Developing Cache Memory that goes into the 32bit pipeline processor The current cache has 32 KByte two-way set associative with four-word blcok. The Cache follows the write back policy.
Introduction: Our original pipelined MIPS processor design from MIPS pipeline processor makes many assumptions that result in an inaccurate, unrealistic model of an actual processor. One of the major inaccuracies in our previous model is that access to the data memory unit from the processor takes 0 cycles. In reality, reading and writing from main memory requires the most time to complete than any other operation performed by the processing unit. In order to combat this significant delay imposed by memory accesses, memory hierarchies have been added to processor designs to reduce the amount of times the processor must directly access main memory. Currently in our design of MIPS we have 2 levels of memory, the register file and a data memory with a 0 cycle access time. In order to represent a more realistic processor we will add a 20 cycle delay to all read and write operations to the data memory unit as well as an L1 cache that acts as an intermediary between the processor and the main data memory. If the requested data is present in the cache then the memory operation will take 1 cycle, otherwise … The idea is to exploit the temporal and spatial locality of memory accesses that occur frequently in most programs.
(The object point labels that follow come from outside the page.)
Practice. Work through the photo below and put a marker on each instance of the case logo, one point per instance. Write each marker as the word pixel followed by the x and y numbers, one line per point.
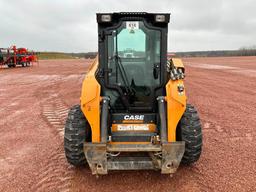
pixel 134 117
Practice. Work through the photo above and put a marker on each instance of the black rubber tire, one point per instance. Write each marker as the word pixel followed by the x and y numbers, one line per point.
pixel 189 130
pixel 77 131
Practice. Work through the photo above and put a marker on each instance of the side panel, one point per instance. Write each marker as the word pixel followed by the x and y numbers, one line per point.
pixel 176 103
pixel 90 101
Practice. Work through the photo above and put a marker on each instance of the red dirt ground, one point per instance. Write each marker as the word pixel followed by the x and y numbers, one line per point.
pixel 34 103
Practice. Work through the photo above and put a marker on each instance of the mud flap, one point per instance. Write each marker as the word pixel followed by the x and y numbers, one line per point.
pixel 172 154
pixel 96 157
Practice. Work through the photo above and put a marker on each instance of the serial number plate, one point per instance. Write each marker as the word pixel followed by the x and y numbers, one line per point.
pixel 132 128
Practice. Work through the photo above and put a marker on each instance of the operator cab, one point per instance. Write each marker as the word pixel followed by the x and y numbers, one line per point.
pixel 132 59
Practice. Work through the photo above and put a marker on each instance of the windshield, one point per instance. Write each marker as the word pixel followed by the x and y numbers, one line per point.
pixel 134 55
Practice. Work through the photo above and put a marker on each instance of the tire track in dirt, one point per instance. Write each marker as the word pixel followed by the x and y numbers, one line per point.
pixel 56 174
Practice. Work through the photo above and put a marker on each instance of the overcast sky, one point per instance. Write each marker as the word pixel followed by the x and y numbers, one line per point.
pixel 70 25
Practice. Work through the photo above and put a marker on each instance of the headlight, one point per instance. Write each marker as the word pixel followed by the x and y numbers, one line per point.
pixel 160 18
pixel 106 18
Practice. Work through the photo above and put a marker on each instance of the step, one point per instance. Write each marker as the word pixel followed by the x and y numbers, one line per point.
pixel 130 163
pixel 133 147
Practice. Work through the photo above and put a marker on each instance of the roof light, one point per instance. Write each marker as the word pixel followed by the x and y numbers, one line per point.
pixel 160 18
pixel 106 18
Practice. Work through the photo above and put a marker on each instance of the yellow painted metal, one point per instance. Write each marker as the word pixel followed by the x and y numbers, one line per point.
pixel 176 104
pixel 90 101
pixel 177 62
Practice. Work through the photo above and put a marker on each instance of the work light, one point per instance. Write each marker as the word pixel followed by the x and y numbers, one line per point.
pixel 106 18
pixel 160 18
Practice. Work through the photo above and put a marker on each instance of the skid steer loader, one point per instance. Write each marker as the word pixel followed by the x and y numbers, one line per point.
pixel 133 113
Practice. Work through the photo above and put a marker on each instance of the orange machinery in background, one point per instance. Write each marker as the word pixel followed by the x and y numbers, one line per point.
pixel 13 56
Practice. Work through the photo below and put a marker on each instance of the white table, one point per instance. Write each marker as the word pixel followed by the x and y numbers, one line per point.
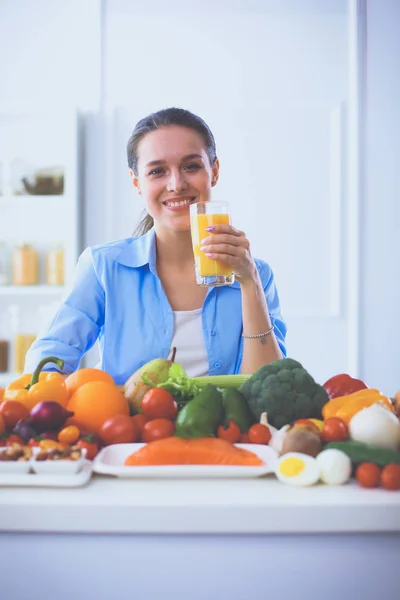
pixel 199 539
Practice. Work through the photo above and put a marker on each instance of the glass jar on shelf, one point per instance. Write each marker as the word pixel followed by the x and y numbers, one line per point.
pixel 4 278
pixel 55 266
pixel 21 339
pixel 4 355
pixel 25 265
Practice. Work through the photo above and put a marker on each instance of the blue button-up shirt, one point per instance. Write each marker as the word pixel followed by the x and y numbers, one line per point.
pixel 118 299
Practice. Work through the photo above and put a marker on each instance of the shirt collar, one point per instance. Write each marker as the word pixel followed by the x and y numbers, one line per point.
pixel 142 251
pixel 139 251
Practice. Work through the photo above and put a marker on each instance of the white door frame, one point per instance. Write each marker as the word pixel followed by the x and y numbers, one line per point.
pixel 357 41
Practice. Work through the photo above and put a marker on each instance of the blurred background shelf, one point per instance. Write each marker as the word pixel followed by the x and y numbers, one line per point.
pixel 8 377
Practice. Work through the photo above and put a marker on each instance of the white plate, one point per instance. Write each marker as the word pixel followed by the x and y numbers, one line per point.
pixel 17 467
pixel 110 461
pixel 48 480
pixel 56 467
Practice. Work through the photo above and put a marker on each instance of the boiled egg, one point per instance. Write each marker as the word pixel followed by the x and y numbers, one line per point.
pixel 335 466
pixel 295 468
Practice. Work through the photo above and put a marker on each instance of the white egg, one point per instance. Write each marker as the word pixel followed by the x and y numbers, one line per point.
pixel 335 466
pixel 295 468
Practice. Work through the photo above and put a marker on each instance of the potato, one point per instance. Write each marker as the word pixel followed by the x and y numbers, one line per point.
pixel 302 439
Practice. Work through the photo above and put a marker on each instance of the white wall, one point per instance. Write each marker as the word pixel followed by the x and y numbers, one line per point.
pixel 50 56
pixel 380 307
By previously accessed data in the cache, we can eliminate the need to access main memory directly the next time that data is requested by the processor. The addition of this memory hierarchy into our pipeline breaks the balance between the clock cycles required for each stage of the pipeline. The memory stage will require many more cycles than the other stages if the memory request from the processor “misses” in the L1 cache. In other words, new data hazards have to accounted for because there are cases where instructions containing operands whose data is dependent upon a previous, incomplete access to memory.
Design Methodology:
-
Modified Data Memory Unit (with 20 cycle access time): In our original implementation of data memory, we did not find a need to include the memread_m signal as an input to the memory unit. Since there were no delays associated with memory accesses, other than those caused by data dependencies, our old model simply connected the readdata_m output of the data memory unit to the data word requested by the processor at any given time. This is a truly ideal memory model that assumes that reading from memory takes 0 cycles and the data is ready instantaneously. Now that both reading and writing from memory incurs a 20 cycle delay in the execution of our pipelined MIPS processor, it is necessary to distinguish the instructions that utilize and access the data memory unit from those that do not. The MIPS instruction set is designed in a very specific way, such that load/store instructions are the only ones that interact with memory. This makes our life much easier in our attempts to design a functional, pipelined processor that is free of all hazards while maintaining efficiency through instruction-level parallelism.
-
Cache Unit for Data Memory: Our data memory cache design has the following properties: 32 KB total data capacity: 8,192 words 2-way set associativity: Two available cache entries per index Allows the cache to store up to 2 blocks with the same index mappings. When this number exceeds 2, the least-recently-used (LRU) block is replaced, and written back to main memory if it contains more up-to-date data. 4-word block size: Each data block in the cache consists of four 32-bit words (128 bits). The cache accesses the main memory 4 words, 32 bits each, at a time. This allows for the exploitation of the spatial locality of memory requests seen frequently in a myriad of different programs. 2,048 total lines in the entire cache, 1024 in each set. Each line is composed of the following: USED (1-bit): Replacement scheme decision VALID (1-bit): Data block verification DIRTY (1-bit): Updated in cache but not main memory condition for writeback on a “cache miss” TAG (20-bit): Address subsection; condition for “cache hit” INDEX (10-bit): Position within cache memory BLOCK_OFFSET (2-bit): Word selection within data blocks. Write-back policy: Updating of main memory behavior. Initially writing is only done to the memory instance within the cache, only when the same block is being replaced in the cache is it written back to the main memory. This writing scheme minimizes the frequency of accesses to main memory, which improves the clocks per instruction (CPI) of the processor due to the significant delays incurred from memory operations. Can also result in the loss of data if the processor were to crash at any given time.